Puebla state Civil Defense chief Ruben Dario said Monday that icy conditions caused multiple falls, first for two Americans climbing together early last week. A group of five Americans and their Mexican guide suffered falls late last week and weren't rescued until Sunday, while two Mexican climbers were also assisted off the mountain over the weekend.
On Sunday, a Mexican Navy Mi-17 helicopter was brought in to assist with the rescue, carrying two climbers off the mountain on stretchers. The others were brought down by land.
Jose Luis Palma, the regional civil protection coordinator for Orizaba, said five Americans were being treated for injuries suffered on the mountain, which mainly included at least three with broken ankles and bruises.

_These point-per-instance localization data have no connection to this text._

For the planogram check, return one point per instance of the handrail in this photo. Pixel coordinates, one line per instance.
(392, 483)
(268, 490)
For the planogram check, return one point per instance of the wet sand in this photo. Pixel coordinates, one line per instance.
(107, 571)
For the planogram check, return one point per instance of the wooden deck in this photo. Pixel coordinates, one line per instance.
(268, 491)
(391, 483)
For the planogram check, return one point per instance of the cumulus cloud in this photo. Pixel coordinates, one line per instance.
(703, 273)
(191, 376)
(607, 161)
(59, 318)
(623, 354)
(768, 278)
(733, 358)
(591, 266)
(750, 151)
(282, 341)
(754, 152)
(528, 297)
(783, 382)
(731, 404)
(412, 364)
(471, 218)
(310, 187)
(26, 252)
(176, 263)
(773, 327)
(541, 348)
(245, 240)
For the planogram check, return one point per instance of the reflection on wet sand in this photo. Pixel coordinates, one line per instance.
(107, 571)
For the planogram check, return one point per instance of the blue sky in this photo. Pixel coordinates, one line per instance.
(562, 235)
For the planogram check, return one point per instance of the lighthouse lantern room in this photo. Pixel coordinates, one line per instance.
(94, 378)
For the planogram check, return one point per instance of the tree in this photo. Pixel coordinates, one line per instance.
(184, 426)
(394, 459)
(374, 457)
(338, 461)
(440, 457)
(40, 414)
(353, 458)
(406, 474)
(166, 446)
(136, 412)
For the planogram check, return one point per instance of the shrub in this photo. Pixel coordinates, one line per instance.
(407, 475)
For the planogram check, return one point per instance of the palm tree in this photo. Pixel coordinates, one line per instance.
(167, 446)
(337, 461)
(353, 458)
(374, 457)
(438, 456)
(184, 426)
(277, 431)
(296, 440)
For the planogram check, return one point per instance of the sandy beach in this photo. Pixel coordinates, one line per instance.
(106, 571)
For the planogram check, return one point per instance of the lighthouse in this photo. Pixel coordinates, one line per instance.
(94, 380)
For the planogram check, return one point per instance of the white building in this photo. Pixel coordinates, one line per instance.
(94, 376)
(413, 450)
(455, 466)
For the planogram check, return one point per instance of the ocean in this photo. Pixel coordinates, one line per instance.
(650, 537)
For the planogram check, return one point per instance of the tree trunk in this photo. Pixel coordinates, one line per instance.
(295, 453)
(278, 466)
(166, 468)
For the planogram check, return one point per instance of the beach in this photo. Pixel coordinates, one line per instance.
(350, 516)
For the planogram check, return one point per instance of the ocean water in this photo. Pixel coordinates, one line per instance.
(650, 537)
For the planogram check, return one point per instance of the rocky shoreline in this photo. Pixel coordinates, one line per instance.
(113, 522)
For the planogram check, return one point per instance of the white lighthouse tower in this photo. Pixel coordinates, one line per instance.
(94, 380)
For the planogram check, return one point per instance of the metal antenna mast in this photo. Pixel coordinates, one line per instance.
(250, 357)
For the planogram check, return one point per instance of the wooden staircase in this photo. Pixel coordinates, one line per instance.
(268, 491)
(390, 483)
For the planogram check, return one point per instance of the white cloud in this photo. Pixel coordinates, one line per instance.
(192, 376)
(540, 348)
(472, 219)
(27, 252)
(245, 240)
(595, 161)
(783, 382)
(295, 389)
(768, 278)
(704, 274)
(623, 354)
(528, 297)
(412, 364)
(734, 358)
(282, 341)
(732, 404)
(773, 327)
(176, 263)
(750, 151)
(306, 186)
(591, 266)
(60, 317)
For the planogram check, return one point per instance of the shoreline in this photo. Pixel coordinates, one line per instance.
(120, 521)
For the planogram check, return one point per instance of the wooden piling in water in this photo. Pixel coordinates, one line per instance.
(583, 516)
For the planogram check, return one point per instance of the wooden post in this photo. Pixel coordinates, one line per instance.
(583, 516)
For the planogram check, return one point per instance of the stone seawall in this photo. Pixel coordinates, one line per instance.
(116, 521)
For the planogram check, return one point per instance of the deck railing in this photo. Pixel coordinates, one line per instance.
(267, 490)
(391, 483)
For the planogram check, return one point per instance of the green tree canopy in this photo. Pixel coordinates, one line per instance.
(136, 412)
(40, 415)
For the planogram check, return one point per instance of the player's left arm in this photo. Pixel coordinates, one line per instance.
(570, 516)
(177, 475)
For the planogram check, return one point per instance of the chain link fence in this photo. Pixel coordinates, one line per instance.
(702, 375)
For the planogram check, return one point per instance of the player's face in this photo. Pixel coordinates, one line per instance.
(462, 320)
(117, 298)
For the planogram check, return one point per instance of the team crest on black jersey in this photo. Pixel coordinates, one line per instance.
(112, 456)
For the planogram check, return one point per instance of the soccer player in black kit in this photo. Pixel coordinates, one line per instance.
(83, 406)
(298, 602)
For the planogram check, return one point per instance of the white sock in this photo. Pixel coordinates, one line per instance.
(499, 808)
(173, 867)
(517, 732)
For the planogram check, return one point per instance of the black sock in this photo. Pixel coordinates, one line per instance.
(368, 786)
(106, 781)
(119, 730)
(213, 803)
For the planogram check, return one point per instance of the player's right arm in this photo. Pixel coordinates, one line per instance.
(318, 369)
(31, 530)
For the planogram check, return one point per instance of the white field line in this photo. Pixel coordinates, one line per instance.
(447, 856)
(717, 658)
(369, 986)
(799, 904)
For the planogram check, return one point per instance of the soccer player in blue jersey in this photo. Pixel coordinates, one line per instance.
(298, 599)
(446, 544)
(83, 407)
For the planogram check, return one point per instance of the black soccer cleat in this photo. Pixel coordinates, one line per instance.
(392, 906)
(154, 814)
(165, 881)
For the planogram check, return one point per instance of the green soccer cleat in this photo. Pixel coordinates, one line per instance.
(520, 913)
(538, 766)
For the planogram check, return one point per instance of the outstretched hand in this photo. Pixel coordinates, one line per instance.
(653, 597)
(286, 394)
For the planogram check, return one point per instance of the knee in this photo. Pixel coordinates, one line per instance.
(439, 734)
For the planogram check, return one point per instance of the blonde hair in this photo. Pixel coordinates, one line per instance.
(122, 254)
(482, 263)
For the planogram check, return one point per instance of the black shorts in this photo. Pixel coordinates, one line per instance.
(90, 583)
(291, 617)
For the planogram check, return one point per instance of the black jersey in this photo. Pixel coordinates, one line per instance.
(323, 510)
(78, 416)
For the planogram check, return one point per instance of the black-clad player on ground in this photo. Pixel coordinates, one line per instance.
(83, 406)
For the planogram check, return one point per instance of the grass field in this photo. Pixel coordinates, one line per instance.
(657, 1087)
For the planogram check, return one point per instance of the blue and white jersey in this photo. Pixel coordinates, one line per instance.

Dario said the American climber who was killed probably died as the result of "the fall he suffered and the time he was exposed in below-zero temperatures." The man's name and hometown had not yet been confirmed.
Palma said there were reports that the dead man and his climbing partner, who got into trouble last Monday, were from Arizona and might have tried to ski or snowboard down the peak. But he added that those reports had not been confirmed.
Dario said a Mexican member of the team bringing down the American's body fell into a crevasse and suffered head injuries and had to be rescued himself.
Palma said authorities were considering temporarily closing some of the routes to the peak until weather improves. Mexico has been in the midst of a cold snap, and there is a small glacier on the mountain.
"People are slipping on the ice, it is very frozen and the slope is very steep. We're talking about an ice slope of more than 45 degrees," Palma said. "They are looking to see whether they close this part, the north face, until it thaws or the conditions improve."